第五十七話 自覚なき密告者

 サラ婆の造った猪汁が空になり、家の中は再びハヤヒとハヤトの寝息と、ぱちぱちと炎で小枝がはじける音だけになった。


 ククリは黙ったままだったが、サラ婆は気にせずあれこれと思考を巡らせているようで、時折独り言をつぶやいていた。


「とにかくここから出ることが肝心だ。・・・・いやしかし、どんな手があるだろう・・・やはり馬が必要か・・・いやいっそ・・・」


 そんな呟きはしばらく続いたが、疲れからかサラ婆はついに根を上げた。


「だめじゃ。どう考えても、密告者か諜者がいるのだとすれば全てが台無しになってしまう。一体どうしてばれてしまったんじゃろう。ええい、骨さえ調達できれば儂の太占で占えるというのに」


 サラ婆は明らかに焦っている。先ほどよりも湿気が増していて、それが彼女の汗のせいだと分かった。恐らくもう時間が迫っていることが、予知や占いよりも人生の勘という奴で感じているのだろう。

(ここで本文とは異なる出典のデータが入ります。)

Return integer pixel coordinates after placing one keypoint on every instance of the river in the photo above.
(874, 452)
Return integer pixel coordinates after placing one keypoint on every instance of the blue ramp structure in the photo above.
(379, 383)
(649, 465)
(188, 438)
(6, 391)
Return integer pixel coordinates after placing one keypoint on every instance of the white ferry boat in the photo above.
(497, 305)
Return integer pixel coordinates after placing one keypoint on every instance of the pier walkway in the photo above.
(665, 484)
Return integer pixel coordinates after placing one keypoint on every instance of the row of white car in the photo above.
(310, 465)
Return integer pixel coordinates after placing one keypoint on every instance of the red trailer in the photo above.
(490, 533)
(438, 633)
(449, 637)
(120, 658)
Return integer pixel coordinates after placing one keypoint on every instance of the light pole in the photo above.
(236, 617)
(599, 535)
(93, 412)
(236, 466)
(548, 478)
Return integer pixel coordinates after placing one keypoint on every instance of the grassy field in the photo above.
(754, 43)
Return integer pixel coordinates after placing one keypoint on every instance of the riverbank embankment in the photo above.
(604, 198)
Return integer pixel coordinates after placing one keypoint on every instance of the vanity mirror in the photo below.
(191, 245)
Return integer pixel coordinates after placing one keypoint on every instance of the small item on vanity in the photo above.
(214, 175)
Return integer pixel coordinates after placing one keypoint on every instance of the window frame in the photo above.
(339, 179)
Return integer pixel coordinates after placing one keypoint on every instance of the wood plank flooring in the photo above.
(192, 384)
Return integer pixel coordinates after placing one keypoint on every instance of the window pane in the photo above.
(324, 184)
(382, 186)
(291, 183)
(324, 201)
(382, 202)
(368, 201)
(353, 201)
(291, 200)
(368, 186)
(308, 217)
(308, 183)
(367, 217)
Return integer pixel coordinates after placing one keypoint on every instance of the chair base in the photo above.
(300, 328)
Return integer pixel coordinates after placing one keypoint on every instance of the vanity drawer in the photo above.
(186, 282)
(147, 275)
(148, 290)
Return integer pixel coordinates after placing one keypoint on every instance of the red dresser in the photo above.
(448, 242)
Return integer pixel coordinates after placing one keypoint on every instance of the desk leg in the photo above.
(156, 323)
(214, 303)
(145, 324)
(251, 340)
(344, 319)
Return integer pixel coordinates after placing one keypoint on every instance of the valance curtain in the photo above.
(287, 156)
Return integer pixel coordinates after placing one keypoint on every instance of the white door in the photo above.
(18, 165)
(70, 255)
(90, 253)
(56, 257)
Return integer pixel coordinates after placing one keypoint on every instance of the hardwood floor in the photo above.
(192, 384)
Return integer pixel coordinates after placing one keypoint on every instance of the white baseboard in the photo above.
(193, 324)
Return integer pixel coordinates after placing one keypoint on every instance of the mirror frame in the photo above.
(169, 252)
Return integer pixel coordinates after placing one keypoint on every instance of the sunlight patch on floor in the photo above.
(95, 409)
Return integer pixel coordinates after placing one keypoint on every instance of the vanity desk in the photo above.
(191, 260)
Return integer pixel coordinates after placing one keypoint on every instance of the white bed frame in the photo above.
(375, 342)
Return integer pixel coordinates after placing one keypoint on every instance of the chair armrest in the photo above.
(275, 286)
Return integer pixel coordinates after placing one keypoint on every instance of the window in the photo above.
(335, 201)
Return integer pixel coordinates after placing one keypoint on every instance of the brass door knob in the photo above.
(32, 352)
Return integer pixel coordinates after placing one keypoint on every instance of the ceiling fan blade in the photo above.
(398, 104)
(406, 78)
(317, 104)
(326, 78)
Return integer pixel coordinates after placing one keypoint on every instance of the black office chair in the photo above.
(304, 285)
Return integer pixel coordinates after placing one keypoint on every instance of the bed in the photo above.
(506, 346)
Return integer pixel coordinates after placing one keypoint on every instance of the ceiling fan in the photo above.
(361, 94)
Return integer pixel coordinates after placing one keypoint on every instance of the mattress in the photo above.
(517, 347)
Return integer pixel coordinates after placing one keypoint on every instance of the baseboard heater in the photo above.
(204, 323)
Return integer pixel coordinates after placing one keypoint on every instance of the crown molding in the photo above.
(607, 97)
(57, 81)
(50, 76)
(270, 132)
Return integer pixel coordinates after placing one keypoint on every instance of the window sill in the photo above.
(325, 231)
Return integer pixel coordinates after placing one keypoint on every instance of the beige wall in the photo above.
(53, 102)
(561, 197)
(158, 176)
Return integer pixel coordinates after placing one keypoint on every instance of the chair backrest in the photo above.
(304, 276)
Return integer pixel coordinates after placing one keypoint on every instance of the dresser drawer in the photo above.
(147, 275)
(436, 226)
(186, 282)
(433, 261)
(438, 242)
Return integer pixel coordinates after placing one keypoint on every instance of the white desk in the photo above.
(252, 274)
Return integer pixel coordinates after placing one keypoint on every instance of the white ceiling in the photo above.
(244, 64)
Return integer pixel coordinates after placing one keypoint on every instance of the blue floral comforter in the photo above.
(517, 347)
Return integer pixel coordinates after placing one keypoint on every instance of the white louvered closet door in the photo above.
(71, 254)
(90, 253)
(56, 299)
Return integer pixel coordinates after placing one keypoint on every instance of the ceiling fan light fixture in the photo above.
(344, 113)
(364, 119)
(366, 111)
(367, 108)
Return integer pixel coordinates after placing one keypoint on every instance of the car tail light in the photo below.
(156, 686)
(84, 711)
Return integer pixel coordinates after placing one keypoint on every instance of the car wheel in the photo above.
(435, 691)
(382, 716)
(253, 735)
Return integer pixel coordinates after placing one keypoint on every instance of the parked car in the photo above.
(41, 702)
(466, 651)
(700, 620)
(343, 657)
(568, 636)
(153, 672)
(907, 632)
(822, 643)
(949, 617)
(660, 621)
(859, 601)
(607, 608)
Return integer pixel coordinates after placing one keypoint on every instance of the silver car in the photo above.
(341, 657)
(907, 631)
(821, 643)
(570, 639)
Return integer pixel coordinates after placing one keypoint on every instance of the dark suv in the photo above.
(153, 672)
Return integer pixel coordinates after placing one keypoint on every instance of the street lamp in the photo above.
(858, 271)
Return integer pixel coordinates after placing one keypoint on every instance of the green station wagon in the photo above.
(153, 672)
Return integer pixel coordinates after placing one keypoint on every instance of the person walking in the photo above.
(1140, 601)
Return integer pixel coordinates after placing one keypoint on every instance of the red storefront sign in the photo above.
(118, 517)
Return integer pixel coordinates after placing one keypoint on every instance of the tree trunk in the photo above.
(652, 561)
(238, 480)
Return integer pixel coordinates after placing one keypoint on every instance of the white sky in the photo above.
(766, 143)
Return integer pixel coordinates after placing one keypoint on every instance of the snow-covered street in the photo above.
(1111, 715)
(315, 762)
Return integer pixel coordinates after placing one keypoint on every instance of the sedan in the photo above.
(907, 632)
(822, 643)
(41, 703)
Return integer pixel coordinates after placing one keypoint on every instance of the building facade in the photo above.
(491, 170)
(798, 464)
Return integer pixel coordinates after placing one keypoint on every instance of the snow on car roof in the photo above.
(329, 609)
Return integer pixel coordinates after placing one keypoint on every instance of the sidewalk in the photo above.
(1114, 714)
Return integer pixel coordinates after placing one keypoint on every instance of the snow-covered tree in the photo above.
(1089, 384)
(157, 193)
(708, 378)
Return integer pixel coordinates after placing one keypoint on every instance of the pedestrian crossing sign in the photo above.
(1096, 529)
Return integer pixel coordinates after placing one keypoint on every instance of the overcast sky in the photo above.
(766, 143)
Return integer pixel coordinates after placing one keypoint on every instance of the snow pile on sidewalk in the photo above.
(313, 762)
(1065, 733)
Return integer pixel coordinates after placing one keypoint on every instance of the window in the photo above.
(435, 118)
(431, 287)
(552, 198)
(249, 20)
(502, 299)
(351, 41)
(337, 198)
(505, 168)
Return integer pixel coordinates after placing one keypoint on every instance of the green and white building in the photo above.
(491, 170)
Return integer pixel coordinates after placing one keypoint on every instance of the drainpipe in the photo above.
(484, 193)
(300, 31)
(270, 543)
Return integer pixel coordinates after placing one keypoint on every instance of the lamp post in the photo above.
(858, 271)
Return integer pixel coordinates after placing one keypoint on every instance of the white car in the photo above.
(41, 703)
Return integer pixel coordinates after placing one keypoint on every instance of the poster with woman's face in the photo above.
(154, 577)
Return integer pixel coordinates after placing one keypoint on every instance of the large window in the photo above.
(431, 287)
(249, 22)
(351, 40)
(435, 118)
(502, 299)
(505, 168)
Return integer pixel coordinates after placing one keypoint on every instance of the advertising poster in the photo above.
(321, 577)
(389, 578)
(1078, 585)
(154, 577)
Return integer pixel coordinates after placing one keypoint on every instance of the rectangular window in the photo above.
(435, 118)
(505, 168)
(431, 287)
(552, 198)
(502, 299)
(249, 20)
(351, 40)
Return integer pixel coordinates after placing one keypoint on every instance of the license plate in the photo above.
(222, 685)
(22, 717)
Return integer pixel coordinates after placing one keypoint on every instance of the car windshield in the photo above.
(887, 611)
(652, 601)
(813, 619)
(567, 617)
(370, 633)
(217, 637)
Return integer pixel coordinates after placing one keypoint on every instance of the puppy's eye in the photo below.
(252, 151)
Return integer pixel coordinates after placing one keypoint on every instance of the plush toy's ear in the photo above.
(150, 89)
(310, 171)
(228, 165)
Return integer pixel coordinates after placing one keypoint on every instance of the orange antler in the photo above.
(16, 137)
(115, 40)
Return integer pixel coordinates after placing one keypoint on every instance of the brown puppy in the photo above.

 今この砦にはイサオはおらず、砦の隊長が全てを取り仕切っている。だが知らせを聞いたイサオは直ちにこの砦に帰ってきて、急遽各地の長たちを召集するに違いない。その会議の席で、ククリを殺す計画なのだ。時期的にも巫女たちの集まりの報告という体裁も繕える。。まさにそれはノギクの予知した光景になるに違いない。


 イサオと長たちが揃うまでが分かれ目なのだ。


 だがそんな状況にあって、ククリはサラ婆の言った事が気になった。サラ婆の国、それは一体どんな国で、彼女はそこでどんな風に暮らしていたのだろうか。

 そしてその国にもやはり覡がいたという。覡というのは、巫女の力を持った男のことらしい。太古はともかく、今では豫国でも倭国や熊襲でも実質的には祭祀を執り行うのは女だから、このあたりの人間からすればかなり珍しいことである。だがよく考えれば、倭国の太師張政も異様な力ではあるが覡の一種だと考えて良いだろう。豫国では巫女と女の優位性について話されていたが、男でもあれほどの霊力や神秘の技を出せるのだ。


 そこまで考えて、ククリは恐ろしいことに気がついた。

 だが、必死で動揺を表に出さないように胸を押さえ、そっとサラ婆の手を握る。


「どうしたんだい、ククリ」

 ククリは一瞬サラ婆の細い手首をぎゅっと握ると、掌に一つ一つ丁寧に文字を書いた。豫国でも学び、サラ婆にも改めて教えてもらった『漢字』である。


(サラ婆は、この地で私以外に術を教えたことがあるか)

 サラ婆もククリが会話を避けているのだと気づき、同じように掌に文字を書いて返した。


(確かに昔はみんなに教えたよ。でも、今の巫女の誰も身につけることは出来なかった。才能がある子もいたのかもしれないが、みんな、昔のお前ほどでは無いにしろ、霊力があるからね。わざわざそんなものを本気で覚えようとしなかったのだろうさ)

(では、巫女以外では?)


 ククリが掌に最後の文字を書いて顔を覗き込むと、サラ婆はわずかに残った歯が見えるほどに大きく口をあけた。

(そう、そういうことだったんだ)

 二人は見つめ合いながら、頷き合った。